The 50% Retracement of a Pin Bar

Filed under: Learn Forex Trading |

A set up that I have been taking more and more recently is what I call a 50% retracement of a pin bar – and I’d like to take you through this trade setup right now.


The idea behind this set up is to get a nice tight stop so that you can increase your risk-reward scenario. We also want to see a good deal of confluence at every set up  as well, so that means being at an area of support/resistance, using Fibonacci retracements,  moving averages, and off course the pin bar itself which is a good price action signal because it shows that price has move all the way in one direction and then reversed, all in one session (depending on the time frame you are looking at).


Figure 1.

It is always better to be visual about these things, so let me give you one example. If you take a look at Figure 1, you will see a chart with a thick blue horizontal line and a thin red horizontal line. The blue line is what I’ve used to mark an area of support/resistance on the NZD/USD 1-hour chart. As you can see, it was first an area of support, and then, after a change of polarity, it became resistance.
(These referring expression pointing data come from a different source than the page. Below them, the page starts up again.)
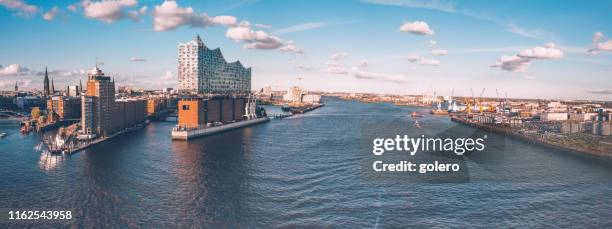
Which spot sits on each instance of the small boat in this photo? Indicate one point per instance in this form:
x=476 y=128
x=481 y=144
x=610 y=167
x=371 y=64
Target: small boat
x=285 y=107
x=439 y=112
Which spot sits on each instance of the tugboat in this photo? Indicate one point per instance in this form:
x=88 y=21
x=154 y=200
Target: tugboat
x=439 y=111
x=285 y=108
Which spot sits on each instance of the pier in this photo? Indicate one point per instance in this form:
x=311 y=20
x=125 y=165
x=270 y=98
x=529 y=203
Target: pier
x=186 y=134
x=539 y=139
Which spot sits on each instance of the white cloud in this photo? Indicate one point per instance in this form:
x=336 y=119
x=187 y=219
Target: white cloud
x=547 y=52
x=529 y=33
x=12 y=70
x=429 y=62
x=20 y=6
x=291 y=47
x=600 y=46
x=335 y=69
x=363 y=63
x=361 y=74
x=169 y=16
x=440 y=5
x=439 y=52
x=72 y=7
x=512 y=63
x=224 y=20
x=417 y=27
x=50 y=15
x=136 y=15
x=168 y=76
x=432 y=43
x=413 y=58
x=422 y=60
x=304 y=67
x=254 y=39
x=263 y=26
x=137 y=59
x=601 y=91
x=521 y=61
x=107 y=11
x=301 y=27
x=338 y=56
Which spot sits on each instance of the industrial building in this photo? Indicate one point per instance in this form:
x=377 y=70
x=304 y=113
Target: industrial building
x=198 y=113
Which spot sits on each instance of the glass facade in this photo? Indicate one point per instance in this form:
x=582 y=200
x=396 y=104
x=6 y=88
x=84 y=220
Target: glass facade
x=204 y=70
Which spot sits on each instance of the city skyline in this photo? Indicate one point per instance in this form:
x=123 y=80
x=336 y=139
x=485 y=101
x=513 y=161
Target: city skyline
x=416 y=47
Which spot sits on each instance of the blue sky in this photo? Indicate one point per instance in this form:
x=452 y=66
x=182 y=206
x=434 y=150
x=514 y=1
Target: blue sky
x=535 y=49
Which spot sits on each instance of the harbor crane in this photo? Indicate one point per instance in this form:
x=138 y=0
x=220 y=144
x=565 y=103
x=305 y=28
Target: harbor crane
x=480 y=108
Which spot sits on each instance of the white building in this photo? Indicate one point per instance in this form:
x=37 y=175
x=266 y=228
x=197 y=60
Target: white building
x=294 y=94
x=73 y=90
x=203 y=70
x=311 y=98
x=553 y=116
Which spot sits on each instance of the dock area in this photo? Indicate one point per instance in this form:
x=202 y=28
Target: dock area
x=178 y=134
x=304 y=109
x=552 y=141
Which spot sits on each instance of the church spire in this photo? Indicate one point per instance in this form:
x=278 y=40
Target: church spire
x=46 y=90
x=52 y=87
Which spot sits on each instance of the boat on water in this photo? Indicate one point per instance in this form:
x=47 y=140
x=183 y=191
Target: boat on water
x=439 y=110
x=414 y=114
x=286 y=108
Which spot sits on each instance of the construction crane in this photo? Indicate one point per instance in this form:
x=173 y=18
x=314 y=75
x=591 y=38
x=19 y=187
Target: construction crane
x=497 y=99
x=480 y=108
x=468 y=103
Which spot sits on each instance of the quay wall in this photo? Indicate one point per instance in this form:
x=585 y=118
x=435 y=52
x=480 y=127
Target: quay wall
x=539 y=141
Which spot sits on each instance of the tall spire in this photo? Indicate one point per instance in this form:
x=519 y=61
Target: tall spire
x=46 y=90
x=52 y=87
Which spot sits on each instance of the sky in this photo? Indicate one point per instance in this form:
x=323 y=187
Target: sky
x=528 y=49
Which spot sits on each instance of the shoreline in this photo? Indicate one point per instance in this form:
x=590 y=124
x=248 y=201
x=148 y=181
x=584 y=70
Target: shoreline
x=534 y=140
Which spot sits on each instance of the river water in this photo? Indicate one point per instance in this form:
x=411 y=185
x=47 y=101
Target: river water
x=300 y=171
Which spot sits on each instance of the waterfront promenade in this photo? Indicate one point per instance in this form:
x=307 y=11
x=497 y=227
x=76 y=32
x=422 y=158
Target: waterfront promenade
x=302 y=171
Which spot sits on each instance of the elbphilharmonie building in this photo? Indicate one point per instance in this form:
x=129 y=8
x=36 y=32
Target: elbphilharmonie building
x=204 y=71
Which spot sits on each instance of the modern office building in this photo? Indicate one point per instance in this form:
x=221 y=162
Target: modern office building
x=294 y=94
x=204 y=70
x=73 y=90
x=65 y=107
x=100 y=114
x=102 y=90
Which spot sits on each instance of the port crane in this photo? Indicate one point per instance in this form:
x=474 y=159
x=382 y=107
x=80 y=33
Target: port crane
x=480 y=108
x=469 y=104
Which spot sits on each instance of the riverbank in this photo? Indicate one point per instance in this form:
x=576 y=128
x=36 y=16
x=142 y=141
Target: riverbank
x=81 y=145
x=189 y=134
x=539 y=139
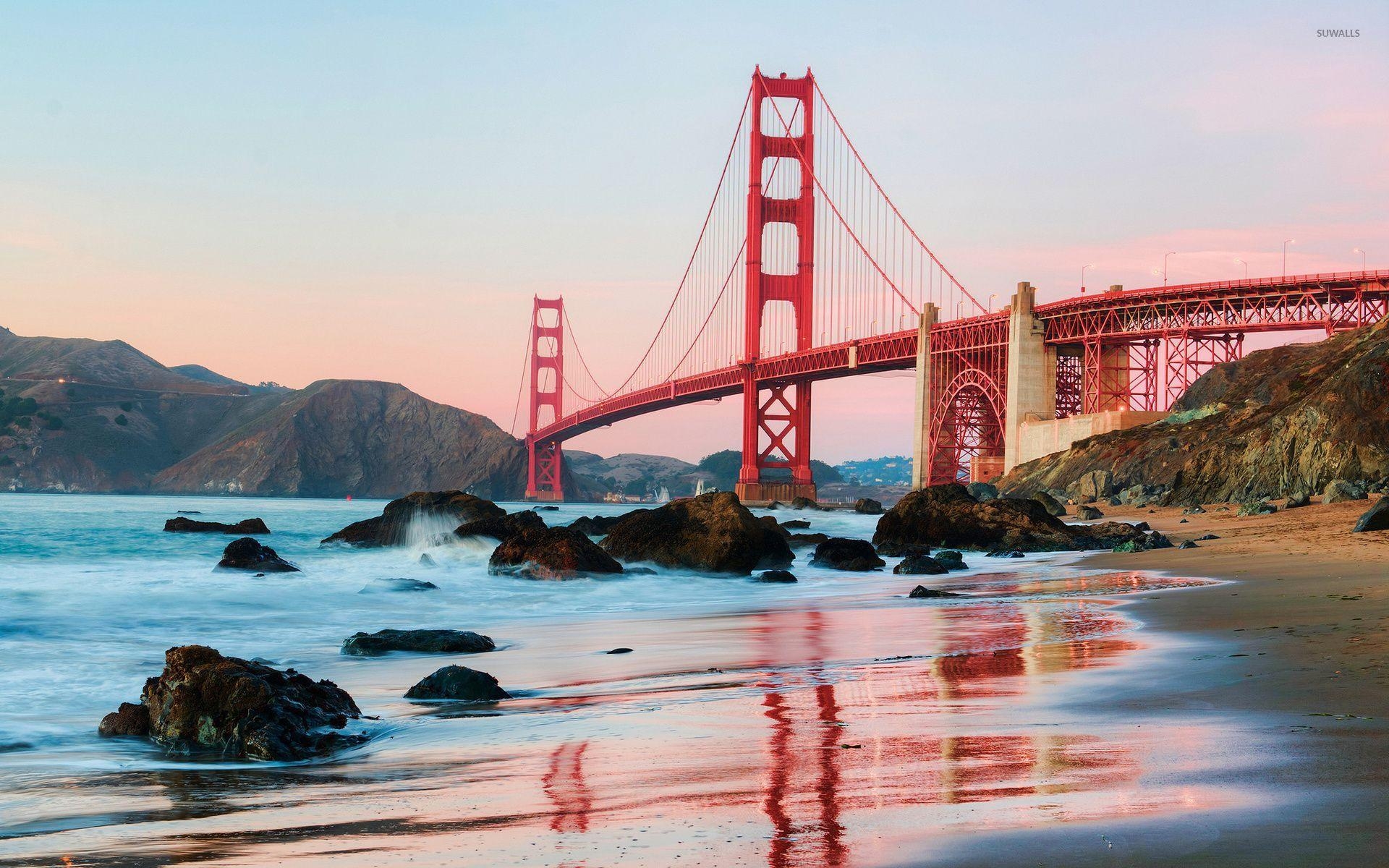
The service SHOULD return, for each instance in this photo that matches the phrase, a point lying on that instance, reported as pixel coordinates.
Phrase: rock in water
(920, 564)
(1375, 519)
(420, 642)
(867, 506)
(190, 525)
(1339, 490)
(851, 555)
(249, 555)
(394, 524)
(921, 592)
(948, 516)
(459, 684)
(377, 587)
(237, 707)
(777, 576)
(713, 532)
(1052, 504)
(552, 553)
(982, 490)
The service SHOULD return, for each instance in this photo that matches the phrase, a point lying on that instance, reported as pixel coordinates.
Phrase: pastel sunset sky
(310, 191)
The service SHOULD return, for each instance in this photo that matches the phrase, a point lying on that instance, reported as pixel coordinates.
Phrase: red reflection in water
(567, 789)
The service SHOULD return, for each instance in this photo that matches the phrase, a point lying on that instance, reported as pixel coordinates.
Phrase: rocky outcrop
(459, 684)
(249, 555)
(948, 516)
(552, 553)
(237, 707)
(849, 555)
(418, 642)
(190, 525)
(392, 527)
(1278, 421)
(710, 534)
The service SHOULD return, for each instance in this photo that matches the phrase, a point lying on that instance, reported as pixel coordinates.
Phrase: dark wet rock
(249, 555)
(867, 506)
(713, 534)
(921, 592)
(598, 525)
(188, 525)
(418, 642)
(951, 560)
(392, 525)
(851, 555)
(920, 564)
(948, 516)
(1374, 519)
(239, 709)
(1049, 503)
(982, 490)
(394, 585)
(459, 684)
(1339, 490)
(552, 553)
(502, 528)
(777, 576)
(129, 720)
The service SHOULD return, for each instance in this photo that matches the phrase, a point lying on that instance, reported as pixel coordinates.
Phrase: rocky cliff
(1280, 421)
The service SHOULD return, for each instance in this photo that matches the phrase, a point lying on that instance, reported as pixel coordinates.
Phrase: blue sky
(300, 191)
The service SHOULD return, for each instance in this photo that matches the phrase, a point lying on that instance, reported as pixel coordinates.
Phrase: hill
(1275, 422)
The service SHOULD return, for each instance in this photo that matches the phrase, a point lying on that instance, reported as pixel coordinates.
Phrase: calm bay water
(828, 723)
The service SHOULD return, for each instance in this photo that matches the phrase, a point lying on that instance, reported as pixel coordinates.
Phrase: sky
(294, 192)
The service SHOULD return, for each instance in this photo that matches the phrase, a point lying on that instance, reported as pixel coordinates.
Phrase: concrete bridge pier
(1031, 380)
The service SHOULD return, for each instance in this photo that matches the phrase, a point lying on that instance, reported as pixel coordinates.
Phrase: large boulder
(713, 532)
(851, 555)
(1375, 519)
(946, 516)
(250, 556)
(420, 642)
(1339, 490)
(190, 525)
(237, 707)
(552, 553)
(867, 506)
(459, 684)
(392, 527)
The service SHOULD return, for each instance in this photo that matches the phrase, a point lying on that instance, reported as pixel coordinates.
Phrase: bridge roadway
(1262, 305)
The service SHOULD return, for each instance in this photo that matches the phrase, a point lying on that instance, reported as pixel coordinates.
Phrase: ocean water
(753, 724)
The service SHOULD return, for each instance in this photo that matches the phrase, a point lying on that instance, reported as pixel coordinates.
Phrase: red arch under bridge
(804, 270)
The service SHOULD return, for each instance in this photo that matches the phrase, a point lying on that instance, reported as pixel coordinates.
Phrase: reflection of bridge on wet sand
(892, 735)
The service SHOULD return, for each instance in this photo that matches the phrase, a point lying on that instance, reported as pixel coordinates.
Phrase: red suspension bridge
(804, 270)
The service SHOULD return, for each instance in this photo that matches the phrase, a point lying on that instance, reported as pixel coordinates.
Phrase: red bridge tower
(777, 424)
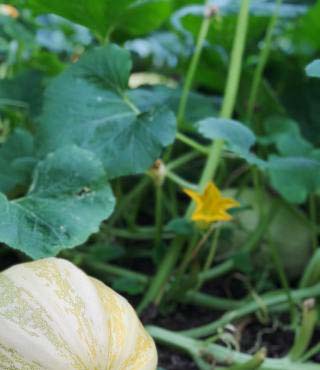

Price then retraced to this area and formed a pin bar.

Figure 2.

Now, instead of jumping right into this trade, what we can do is wait for a 50% retracement of the pin bar. Why do this? Well, if we do this, our stop loss will be tighter and we can increase our risk-reward to at least 1:3. Figure 3 shows how this trade would have worked out (very well!). We won’t be taking as many trades by using this method as some will not retrace. But overall, we should be more profitable as our risk-reward is better.